Un locale come tanti, nel vecchio sobborgo nel quale Eva viveva. La
ragione per cui se ne stava seduta tutta sola era che Lara lavorava
lì e lei il venerdì sera andava a farle compagnia, per
non farla sentire sola. Il sabato e la domenica lavorava come
badante e non poteva accontentare l'amica e alleggerirle la pesantezza
che quel locale trasmetteva. Non aspettatevi orde di gente in fila per
un cocktail o per assistere ad un concerto. L'età media si
aggirava sui 65 e ogni sera aspiranti Jazzisti tentavano di conquistare
il pubblico con serenate improvvisate.
«Ti porto qualcos'altro?» le disse Lara, che aveva un tono
di voce sempre al limite tra il materno e il compassionevole che Eva
non riusciva mai a distinguere.
«Credo di aver
bevuto a sufficienza per stasera: i dispiaceri li ricordo a
stento.» le rispose Eva, il cui tono di voce, invece, era
irremovibile dall'essere totalmente rassegnato.
«Le cose
andranno meglio, vedrai.» Mentre Lara tentava di rassicurarla
dalla porta principale entrò l'unica persona che Eva aveva
pregato di non dover mai più incontrare. A Lara venne
spontaneo sussultare e la sua schiena fu percorsa da un brivido che le
arrivò fino alla testa. Si girò fulminea verso Eva che
fissava l'individuo impassibile con gli occhi di chi ne ha avuto a
sufficienza ma evidemente non abbastanza.
«Io.. posso farlo sbattere fuori se vuoi. Davvero.»
«Lara..»
«E' la prima volta che lo vedo girare in zona, te lo avrei detto, lo sai..»
«Lara! Basta. So
cavarmela da sola, ti ringrazio.» l'amica si allontanò
voltandosi un paio di volte per controllare che Eva fosse ancora seduta
al solito tavolo prima di raggiungere il lungo bancone di marmo dove il
ragazzo si era accomodato, appoggiando i gomiti.
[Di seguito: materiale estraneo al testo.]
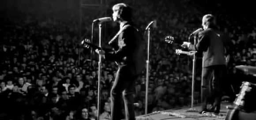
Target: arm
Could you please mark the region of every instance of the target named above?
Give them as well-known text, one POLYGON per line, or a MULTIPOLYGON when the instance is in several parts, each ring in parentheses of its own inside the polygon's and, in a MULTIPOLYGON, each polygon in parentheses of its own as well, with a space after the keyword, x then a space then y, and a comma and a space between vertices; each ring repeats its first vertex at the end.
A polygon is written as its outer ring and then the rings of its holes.
POLYGON ((105 58, 109 60, 117 60, 127 56, 131 51, 132 46, 134 45, 133 41, 133 33, 134 32, 132 27, 128 27, 125 29, 119 35, 119 49, 116 51, 105 53, 105 58))
POLYGON ((196 51, 206 51, 210 45, 210 38, 205 32, 199 33, 199 41, 195 45, 190 44, 188 49, 196 51))

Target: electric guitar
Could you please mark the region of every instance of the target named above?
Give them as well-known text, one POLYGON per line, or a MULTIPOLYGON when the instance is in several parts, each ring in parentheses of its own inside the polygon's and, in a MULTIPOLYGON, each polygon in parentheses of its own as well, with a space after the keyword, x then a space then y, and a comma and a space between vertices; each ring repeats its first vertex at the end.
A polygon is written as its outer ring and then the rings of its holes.
POLYGON ((196 53, 196 51, 182 51, 181 49, 176 49, 175 50, 176 53, 177 55, 180 55, 181 54, 185 54, 188 55, 192 55, 196 53))
POLYGON ((102 49, 101 47, 99 47, 98 46, 91 44, 90 40, 86 38, 82 40, 81 42, 81 44, 82 44, 82 45, 83 45, 84 47, 87 48, 91 47, 94 49, 102 49))
POLYGON ((83 47, 85 47, 86 48, 92 48, 92 49, 94 49, 94 50, 96 50, 96 49, 103 50, 104 51, 107 51, 107 52, 110 52, 110 51, 113 51, 113 49, 103 48, 103 47, 100 47, 99 46, 98 46, 98 45, 93 44, 92 44, 90 42, 90 40, 89 40, 88 39, 85 39, 83 40, 82 40, 82 41, 81 42, 81 44, 83 47))
POLYGON ((168 44, 172 44, 174 42, 174 38, 170 36, 166 36, 165 38, 165 41, 168 44))

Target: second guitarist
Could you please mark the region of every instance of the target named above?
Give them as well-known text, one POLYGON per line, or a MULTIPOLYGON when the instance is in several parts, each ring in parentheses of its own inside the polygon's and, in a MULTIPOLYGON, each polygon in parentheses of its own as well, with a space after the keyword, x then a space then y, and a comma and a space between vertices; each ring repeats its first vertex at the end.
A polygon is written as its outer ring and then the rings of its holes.
POLYGON ((199 40, 196 45, 184 42, 181 46, 203 52, 203 78, 202 82, 202 111, 220 112, 222 96, 222 83, 227 74, 225 48, 222 33, 216 29, 215 17, 211 15, 204 15, 202 25, 204 30, 199 33, 199 40), (211 100, 209 101, 209 100, 211 100), (207 104, 212 105, 207 109, 207 104))
POLYGON ((135 82, 145 66, 144 41, 131 21, 131 8, 124 4, 113 7, 113 19, 120 24, 117 33, 118 49, 111 52, 97 49, 106 60, 116 61, 118 70, 111 89, 111 120, 121 120, 123 96, 126 120, 135 120, 134 97, 135 82))

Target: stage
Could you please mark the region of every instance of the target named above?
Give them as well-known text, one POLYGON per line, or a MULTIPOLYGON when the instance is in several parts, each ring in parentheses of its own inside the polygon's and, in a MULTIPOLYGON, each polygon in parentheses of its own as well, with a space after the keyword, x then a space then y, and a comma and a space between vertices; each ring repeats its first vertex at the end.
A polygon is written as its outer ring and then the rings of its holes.
POLYGON ((224 120, 228 109, 227 106, 232 105, 230 103, 222 103, 220 113, 218 116, 215 116, 211 113, 205 114, 199 114, 201 105, 195 105, 192 109, 187 106, 169 109, 163 111, 158 111, 148 114, 147 115, 142 115, 136 117, 136 120, 224 120))

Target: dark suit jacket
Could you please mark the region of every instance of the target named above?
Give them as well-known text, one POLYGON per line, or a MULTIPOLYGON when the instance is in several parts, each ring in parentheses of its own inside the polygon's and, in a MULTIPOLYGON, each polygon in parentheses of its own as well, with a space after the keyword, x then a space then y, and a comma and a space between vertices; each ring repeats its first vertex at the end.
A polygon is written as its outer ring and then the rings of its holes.
POLYGON ((207 29, 199 33, 199 40, 196 45, 190 44, 188 49, 203 51, 203 67, 225 65, 224 39, 220 32, 207 29))
POLYGON ((118 50, 105 54, 107 60, 114 60, 120 67, 125 66, 133 75, 141 73, 145 65, 144 41, 138 29, 130 22, 122 26, 118 36, 118 50))

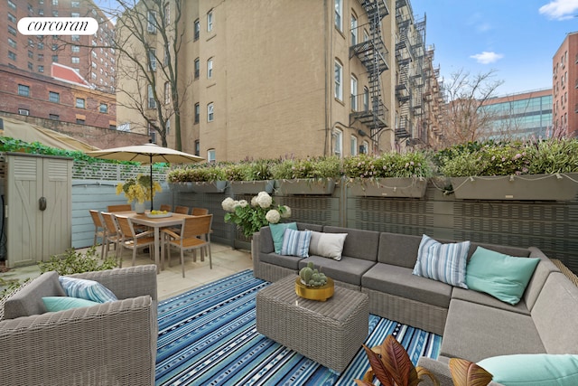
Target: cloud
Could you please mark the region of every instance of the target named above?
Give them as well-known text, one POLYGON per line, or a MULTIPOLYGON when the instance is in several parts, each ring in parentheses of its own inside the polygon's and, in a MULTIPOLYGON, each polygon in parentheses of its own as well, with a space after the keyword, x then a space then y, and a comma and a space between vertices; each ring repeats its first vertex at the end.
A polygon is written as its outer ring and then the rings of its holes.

Non lo raggiunse subito: lavò qualche bicchiere, anche se erano
perfettamente puliti, sistemò gli alcolici e asciugò dei
piatti perfettamente asciutti.
Trascorsero circa 10 minuti quando lui stanco le fece un fischio.
«Non penso di essere invisibile. Vorrei ordinare.»
«Cosa
vuoi.» Questa volta il tono di voce di Lara fu chiaramente
privo di qualsiasi tipo di dolcezza e sembrò più una minaccia che una domanda.
Era chiaramente nervosa, le mani che stringevano continuamente il grembiule ne erano una prova inconfutabile.
«Wishky e un po' di gentilezza, se possibile.»
Il tono sarcastico era palese e a Lara non fece particolamente piacere,
anche se no lo diede a vedere e resse il gioco dell'uomo
di fronte a lei.
«Perché sei qui? Sai benissimo che non sei gradito.»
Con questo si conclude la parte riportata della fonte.